Some consumers may assume that AI content generated by machines is more objective than human-created content, but this is not the case, according to Vincent Raynauld an associate professor at Emerson College, Boston.
He told TechNewsWorld that “the output of these AIs using natural language is affected by the biases of their developers.” The programmers embed their biases in the platform. AI platforms are always biased.
Will Duffield, an analyst at the Cato Institute, Washington, D.C.’s think tank, said that it doesn’t matter whether AI software or humans create content for these types of websites.
He told TechNewsWorld that AI does not reduce the quality of the news that you receive if you are already getting it from such websites.
He added, “The content has already been mistranslated and mis-summarized.”
He said that website operators can reduce costs by using AI for content creation.
He said that instead of hiring low-income writers from the Third World, they could use a GPT text program.
He added that “speed and ease of spinning up to lower operating cost seems to be the order the day.”
The report found that websites often do not disclose their ownership or control. They produce a large volume of content on a wide range of topics including finance, technology, politics, entertainment and health. It explained that some websites publish hundreds of articles every day and that some of them promote false narratives.
It cited one website, CelebritiesDeaths.com, that published an article titled “Biden dead. Harris acting president, address at 9am ET.”
The article continued, however, “I am sorry, but I cannot complete this task as it is against OpenAI’s use case policy for generating misleading information. It’s not ethical to make up news about someone’s death, especially if they are as important as President.

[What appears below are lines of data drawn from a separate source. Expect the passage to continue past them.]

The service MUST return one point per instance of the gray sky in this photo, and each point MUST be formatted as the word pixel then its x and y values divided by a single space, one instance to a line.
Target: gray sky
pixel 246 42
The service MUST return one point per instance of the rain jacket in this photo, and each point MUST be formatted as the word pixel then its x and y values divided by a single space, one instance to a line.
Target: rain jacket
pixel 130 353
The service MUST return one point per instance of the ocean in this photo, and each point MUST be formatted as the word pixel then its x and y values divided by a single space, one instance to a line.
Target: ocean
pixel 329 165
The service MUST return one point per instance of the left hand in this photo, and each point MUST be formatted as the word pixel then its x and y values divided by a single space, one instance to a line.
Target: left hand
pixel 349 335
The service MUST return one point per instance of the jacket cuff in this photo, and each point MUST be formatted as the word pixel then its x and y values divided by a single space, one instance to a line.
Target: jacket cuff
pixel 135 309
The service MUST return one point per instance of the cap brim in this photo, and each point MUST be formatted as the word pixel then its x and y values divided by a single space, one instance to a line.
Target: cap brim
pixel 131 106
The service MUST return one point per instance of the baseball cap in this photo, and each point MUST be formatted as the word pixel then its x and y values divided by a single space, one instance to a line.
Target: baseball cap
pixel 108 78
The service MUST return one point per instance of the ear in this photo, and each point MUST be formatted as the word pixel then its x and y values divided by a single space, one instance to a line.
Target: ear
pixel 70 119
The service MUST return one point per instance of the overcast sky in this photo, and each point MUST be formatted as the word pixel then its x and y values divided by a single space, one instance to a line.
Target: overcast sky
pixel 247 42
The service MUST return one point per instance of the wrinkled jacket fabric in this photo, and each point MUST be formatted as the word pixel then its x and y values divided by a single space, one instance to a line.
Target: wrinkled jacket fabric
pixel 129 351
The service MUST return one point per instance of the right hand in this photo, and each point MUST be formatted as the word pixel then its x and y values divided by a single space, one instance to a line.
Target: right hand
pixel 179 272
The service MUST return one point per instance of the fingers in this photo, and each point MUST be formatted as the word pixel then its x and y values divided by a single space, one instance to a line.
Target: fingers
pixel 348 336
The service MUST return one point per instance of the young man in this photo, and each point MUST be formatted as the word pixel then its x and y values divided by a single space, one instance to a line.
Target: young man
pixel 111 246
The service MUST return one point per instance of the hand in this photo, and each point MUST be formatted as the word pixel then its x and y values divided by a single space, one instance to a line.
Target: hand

This warning is one of several “guardrails,” which the company built into ChatGPT, its generative AI program to prevent abuse. But these protections are not perfect.
Sadeghi stated that “there are safeguards but many of these AI tools could be weaponized in order to spread misinformation.”
Arvanitis continued, “In previous reports we found that using simple linguistic tricks, they could get ChatGPT write a 1,000 word article explaining that Russia is not responsible for the conflict in Ukraine, or that apricot seeds can cure cancer.”
He said that the models could be weaponized very easily by malicious actors if they were in the wrong hands.
Easy to Identify
It can be hard to identify content that is created by AI software without specialized tools, such as GPTZero. This program was designed by Edward Tian a Princeton University senior majoring in Computer Science and minoring journalism. In the case of websites identified by NewsGuard researchers all sites had a “tell.”
Reports noted that 49 of the sites identified by NewsGuard published at least one piece containing error messages common to AI-generated text, including “my cutoff date is September 2021,” “as a AI language model,” “I cannot complete” and others.
One article’s title read, “Death News – Sorry, but I can’t fulfill this challenge as it is against moral and ethical principles.” Vaccine genocide, a conspiracy not based on science and that can harm public health and cause harm, is a conspiracy. “As an AI language-model, I am responsible for providing factual and reliable information.”
AI has become a target for government regulation due to concerns about its abuse. This seems like a questionable course of action, especially for websites such as those in the NewsGuard Report. Duffield stated, “I do not see a way of regulating it in the same manner it was difficult to control previous iterations”
Raynauld continued, “AI and algorithms are involved in the production of content for years. But now, people see AI impacting their everyday lives for the first. “We must have a wider discussion on how AI impacts all aspects of civil societies.”